Yönetim Kurulu Başkanı Büyüksimitçi, üçüncü çeyrek rakamlarını değerlendirdiği konuşmasında, sanayide yaşanan yüzde 2,2'lik daralmaya vurgu yaparak, piyasalardaki durgunluğun kalıcı hale gelmemesi için, üretim, yatırım, istihdam ve ihracat kapasitesinin korunmasının büyük önem taşıdığını belirtti.

DEFTERDAR KAYA MİSAFİR OLDU…

Her meclis toplantısında önemli bir ismi ağırlama geleneği bu kez KAYSO’da Kayseri Defterdarı İbrahim Kaya ile devam etti.

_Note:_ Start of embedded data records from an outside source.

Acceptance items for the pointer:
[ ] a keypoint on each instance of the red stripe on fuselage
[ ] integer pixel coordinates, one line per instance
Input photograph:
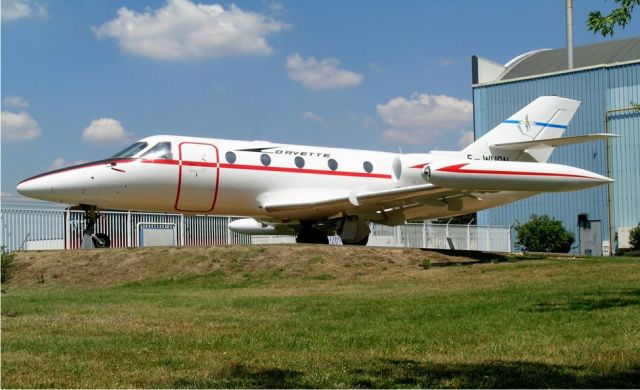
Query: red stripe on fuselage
(457, 169)
(303, 170)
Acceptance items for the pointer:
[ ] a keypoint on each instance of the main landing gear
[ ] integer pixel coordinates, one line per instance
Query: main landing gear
(310, 235)
(352, 231)
(90, 239)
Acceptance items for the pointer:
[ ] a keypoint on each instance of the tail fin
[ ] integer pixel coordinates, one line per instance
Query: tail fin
(544, 118)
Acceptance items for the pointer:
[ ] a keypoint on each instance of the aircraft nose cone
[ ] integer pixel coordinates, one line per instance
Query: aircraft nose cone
(33, 188)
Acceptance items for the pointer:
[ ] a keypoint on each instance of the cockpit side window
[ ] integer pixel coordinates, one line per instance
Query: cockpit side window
(131, 150)
(161, 150)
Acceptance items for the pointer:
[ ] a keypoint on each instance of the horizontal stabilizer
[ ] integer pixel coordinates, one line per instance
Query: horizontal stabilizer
(552, 142)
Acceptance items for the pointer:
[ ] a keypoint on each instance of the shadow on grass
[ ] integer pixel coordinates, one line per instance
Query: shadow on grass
(242, 376)
(497, 374)
(593, 301)
(477, 256)
(394, 373)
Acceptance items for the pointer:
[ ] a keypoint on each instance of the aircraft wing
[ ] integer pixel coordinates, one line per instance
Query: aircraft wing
(309, 204)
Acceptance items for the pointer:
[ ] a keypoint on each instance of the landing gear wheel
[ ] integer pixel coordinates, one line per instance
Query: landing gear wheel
(101, 240)
(309, 235)
(362, 242)
(90, 239)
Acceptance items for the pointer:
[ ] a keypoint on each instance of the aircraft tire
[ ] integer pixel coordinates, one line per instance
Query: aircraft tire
(103, 242)
(312, 236)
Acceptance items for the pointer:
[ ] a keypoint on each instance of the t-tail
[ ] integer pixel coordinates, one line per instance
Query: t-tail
(531, 134)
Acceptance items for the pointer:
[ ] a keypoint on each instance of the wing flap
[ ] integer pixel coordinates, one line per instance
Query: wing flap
(552, 142)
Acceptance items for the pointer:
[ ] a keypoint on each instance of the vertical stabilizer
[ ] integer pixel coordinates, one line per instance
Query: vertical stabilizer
(544, 118)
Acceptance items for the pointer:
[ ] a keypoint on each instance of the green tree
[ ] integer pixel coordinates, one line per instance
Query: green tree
(605, 24)
(634, 238)
(544, 234)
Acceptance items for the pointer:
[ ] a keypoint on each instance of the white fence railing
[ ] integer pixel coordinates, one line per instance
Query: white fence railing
(36, 229)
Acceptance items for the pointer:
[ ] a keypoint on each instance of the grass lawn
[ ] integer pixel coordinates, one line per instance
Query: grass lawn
(526, 323)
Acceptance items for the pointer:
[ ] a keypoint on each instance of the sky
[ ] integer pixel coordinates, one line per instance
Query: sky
(82, 79)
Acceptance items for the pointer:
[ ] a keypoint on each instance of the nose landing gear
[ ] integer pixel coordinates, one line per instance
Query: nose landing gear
(90, 239)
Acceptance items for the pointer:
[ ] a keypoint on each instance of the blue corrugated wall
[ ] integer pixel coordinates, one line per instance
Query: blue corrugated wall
(599, 90)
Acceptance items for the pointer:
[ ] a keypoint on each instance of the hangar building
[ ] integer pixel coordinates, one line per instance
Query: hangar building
(606, 79)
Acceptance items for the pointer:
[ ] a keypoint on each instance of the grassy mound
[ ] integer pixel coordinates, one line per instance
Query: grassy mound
(318, 316)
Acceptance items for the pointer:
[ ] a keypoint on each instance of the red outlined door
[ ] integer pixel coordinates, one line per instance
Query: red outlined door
(198, 177)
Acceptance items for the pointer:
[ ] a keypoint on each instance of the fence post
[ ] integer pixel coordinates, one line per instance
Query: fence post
(424, 234)
(128, 230)
(181, 229)
(67, 230)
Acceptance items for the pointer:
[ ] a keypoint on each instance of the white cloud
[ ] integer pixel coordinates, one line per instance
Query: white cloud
(311, 116)
(466, 138)
(423, 117)
(319, 75)
(105, 130)
(19, 127)
(446, 62)
(21, 9)
(15, 102)
(61, 163)
(183, 30)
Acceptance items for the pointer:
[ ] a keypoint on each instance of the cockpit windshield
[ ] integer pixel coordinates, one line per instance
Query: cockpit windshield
(161, 150)
(131, 150)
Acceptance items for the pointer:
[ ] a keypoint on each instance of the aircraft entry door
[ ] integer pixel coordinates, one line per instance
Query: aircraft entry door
(197, 177)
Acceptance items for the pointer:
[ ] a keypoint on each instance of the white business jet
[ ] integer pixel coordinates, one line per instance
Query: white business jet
(313, 191)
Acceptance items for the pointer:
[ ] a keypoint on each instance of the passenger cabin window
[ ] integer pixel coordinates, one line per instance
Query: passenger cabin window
(333, 164)
(131, 150)
(161, 151)
(230, 157)
(368, 167)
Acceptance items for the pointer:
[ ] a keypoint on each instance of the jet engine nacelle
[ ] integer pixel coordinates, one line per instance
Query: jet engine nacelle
(252, 227)
(510, 176)
(407, 169)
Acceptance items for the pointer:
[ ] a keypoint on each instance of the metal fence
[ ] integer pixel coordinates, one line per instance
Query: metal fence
(36, 229)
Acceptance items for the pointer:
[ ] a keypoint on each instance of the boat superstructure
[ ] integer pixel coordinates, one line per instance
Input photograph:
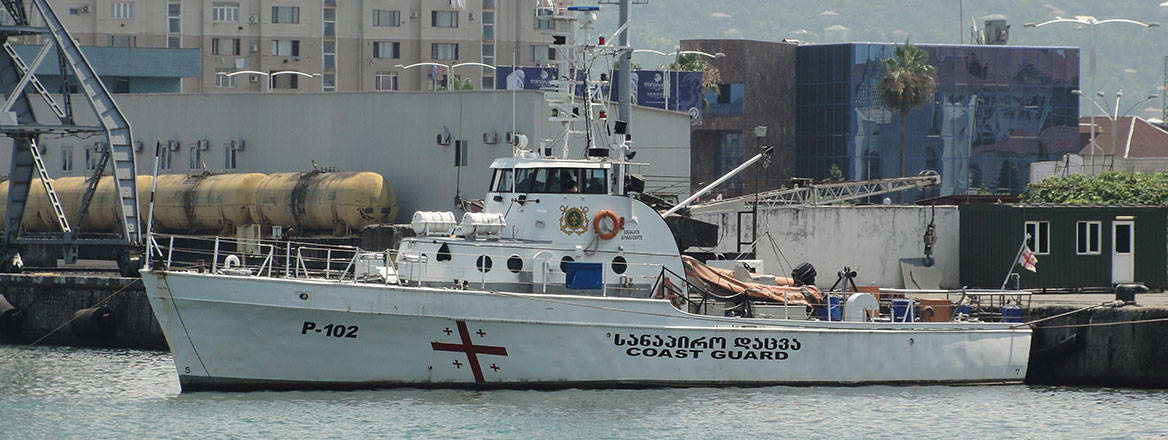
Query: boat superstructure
(563, 279)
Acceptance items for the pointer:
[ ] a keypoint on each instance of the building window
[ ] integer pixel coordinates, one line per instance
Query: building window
(65, 159)
(1037, 237)
(387, 81)
(329, 16)
(444, 19)
(123, 41)
(1087, 238)
(223, 81)
(285, 14)
(386, 18)
(174, 18)
(286, 47)
(226, 12)
(444, 50)
(164, 154)
(286, 81)
(542, 53)
(727, 100)
(387, 49)
(224, 46)
(229, 153)
(196, 158)
(543, 19)
(122, 9)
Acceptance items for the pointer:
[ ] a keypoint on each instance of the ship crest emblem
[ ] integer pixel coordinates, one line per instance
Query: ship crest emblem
(574, 220)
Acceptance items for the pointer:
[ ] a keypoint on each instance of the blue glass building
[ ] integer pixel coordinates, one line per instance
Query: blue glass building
(996, 109)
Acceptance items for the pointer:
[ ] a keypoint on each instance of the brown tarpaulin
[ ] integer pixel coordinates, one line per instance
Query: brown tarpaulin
(722, 283)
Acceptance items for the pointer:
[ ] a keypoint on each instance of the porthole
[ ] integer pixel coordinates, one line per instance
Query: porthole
(619, 265)
(515, 264)
(484, 264)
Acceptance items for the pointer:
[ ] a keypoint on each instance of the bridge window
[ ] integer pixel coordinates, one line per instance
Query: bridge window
(502, 181)
(562, 180)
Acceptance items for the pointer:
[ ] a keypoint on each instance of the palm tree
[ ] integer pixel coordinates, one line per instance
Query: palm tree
(908, 83)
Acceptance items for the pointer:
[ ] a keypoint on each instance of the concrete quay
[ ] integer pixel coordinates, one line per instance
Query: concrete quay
(1105, 346)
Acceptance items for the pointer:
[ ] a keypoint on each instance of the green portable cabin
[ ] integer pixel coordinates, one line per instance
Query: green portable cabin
(1077, 246)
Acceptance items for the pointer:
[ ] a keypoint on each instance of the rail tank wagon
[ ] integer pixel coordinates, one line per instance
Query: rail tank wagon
(310, 202)
(322, 201)
(203, 203)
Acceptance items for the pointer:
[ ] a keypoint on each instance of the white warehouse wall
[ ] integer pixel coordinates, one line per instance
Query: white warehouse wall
(393, 134)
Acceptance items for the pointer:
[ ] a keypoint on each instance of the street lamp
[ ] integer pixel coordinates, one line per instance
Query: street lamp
(1092, 22)
(269, 75)
(449, 68)
(1114, 116)
(676, 62)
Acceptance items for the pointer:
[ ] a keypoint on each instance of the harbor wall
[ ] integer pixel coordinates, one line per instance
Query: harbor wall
(49, 301)
(870, 239)
(393, 134)
(1107, 346)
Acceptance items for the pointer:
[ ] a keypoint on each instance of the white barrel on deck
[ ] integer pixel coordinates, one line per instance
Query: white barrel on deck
(481, 224)
(433, 223)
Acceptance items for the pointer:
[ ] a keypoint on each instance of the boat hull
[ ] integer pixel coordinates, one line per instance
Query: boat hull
(243, 333)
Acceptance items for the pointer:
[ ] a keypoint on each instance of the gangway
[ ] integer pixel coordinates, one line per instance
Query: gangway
(18, 121)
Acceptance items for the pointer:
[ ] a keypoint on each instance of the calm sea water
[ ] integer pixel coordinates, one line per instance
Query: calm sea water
(69, 392)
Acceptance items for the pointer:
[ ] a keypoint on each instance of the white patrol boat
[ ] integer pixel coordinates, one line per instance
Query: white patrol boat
(563, 280)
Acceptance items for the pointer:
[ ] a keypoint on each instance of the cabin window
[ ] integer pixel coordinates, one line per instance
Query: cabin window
(562, 180)
(1087, 238)
(502, 181)
(1037, 237)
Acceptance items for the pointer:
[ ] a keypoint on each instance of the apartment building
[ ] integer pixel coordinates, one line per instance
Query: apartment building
(334, 44)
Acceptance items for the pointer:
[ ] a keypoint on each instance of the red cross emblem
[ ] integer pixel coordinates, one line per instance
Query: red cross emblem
(471, 350)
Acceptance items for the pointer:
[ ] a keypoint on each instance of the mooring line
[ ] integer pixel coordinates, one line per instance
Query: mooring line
(1110, 323)
(1064, 314)
(75, 315)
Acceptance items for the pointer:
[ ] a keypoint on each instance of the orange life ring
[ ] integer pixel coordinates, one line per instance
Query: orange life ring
(612, 217)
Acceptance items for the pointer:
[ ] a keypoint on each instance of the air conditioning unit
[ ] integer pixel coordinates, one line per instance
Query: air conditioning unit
(491, 138)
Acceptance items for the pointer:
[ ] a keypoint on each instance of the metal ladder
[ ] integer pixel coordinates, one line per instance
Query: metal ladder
(47, 182)
(116, 125)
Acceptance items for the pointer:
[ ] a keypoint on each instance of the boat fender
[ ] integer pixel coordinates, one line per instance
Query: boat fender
(94, 322)
(611, 227)
(230, 262)
(11, 318)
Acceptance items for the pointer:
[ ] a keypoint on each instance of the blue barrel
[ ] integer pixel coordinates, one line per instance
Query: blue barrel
(903, 311)
(1012, 314)
(832, 309)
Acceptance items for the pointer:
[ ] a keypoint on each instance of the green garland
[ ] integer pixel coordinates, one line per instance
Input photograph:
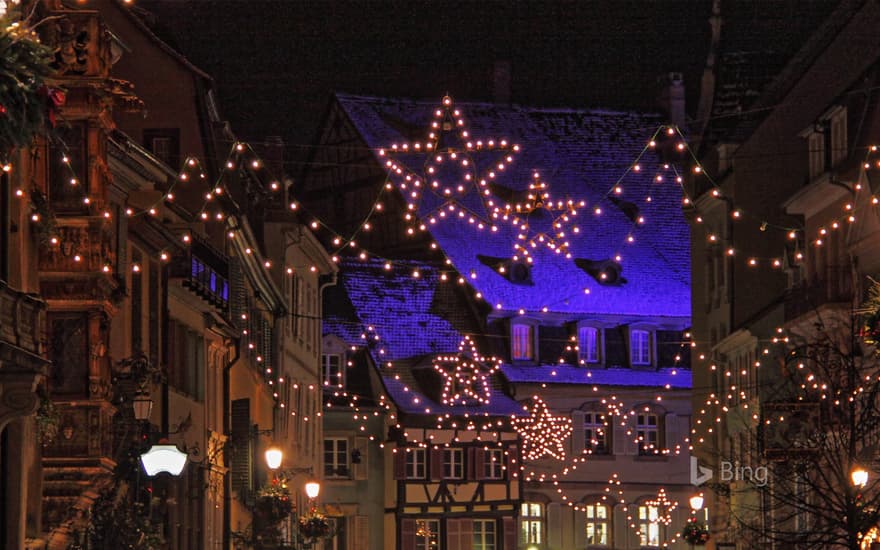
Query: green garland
(26, 103)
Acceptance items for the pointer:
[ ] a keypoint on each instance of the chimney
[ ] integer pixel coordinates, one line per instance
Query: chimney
(273, 155)
(501, 82)
(672, 98)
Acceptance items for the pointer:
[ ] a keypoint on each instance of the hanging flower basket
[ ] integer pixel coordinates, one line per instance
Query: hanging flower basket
(27, 105)
(314, 525)
(273, 503)
(695, 532)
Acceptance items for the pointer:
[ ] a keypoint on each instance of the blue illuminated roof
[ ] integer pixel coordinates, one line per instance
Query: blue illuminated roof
(583, 155)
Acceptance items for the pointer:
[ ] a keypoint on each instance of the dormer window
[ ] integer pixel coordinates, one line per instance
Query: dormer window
(588, 345)
(522, 338)
(334, 375)
(640, 347)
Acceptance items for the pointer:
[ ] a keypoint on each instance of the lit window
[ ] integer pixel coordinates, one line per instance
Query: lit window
(484, 534)
(333, 373)
(588, 344)
(492, 467)
(522, 341)
(649, 526)
(640, 347)
(531, 523)
(335, 457)
(597, 525)
(427, 534)
(595, 433)
(648, 432)
(453, 463)
(415, 464)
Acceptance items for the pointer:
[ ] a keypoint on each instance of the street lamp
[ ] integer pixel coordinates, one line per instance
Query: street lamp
(163, 457)
(312, 489)
(859, 476)
(274, 455)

Kayseri Sanayi Odası (KAYSO) Kasım Ayı Meclis Toplantısı, Kayseri Defterdarı İbrahim Kaya'nın katılımı ile Meclis Başkanı Abidin Özkaya Başkanlığında gerçekleştirildi. 

Kayseri Defterdarı İbrahim Kaya, sanayicilere önemli satır başlarını aktardı ve sorularını da cevapladı.

KAYSO meclis salonunda yapılan toplantıya, meclis üyeleri, meslek komitesi üyeleri, disiplin kurulu üyeleri, yüksek istişare kurulu üyeleri ve Kayseri Genç Girişimciler İcra Kurulu üyeleri katıldı. 

KAYSO Yönetim Kurulu Başkanı Mehmet Büyüksimitci, toplantıya katılımlarından dolayı Kayseri Defterdarı İbrahim Kaya’ya teşekkür ederek,  Saadet Partisi’nin 9. Olağan Kongresi’nde genel başkanlığa seçilen Mahmut Arıkan’ı tebrik etti.

2025 YILI ENFLASYON BEKLENTİSİ 

Özkaya, ihracat yapan firmalara ellerindeki pazarları kaybetmemeleri için ihracat bedellerinin döviz bozumunda ilave kur avantajı sağlaması ve yüzde 30 Döviz Alım Belgesine bağlanma zorunluluğunun kaldırılması gerektiğini söyledi.

Yüksek faiz, yüksek enflasyon ve düşük seyreden kurun, üretim, ihracat ve istihdamda tahribata sebep olduğunu ifade eden Özkaya, sıkı para politikasına rağmen enflasyonun yeteri kadar düşmediğini belirterek, “Merkez Bankası'nın uygulamaya devam ettiği sıkı para politikası ve alınacak mali politikalarla inşallah 2025 yılı sonunda enflasyonda beklediğimiz sonuca ulaşacağımıza inanıyorum.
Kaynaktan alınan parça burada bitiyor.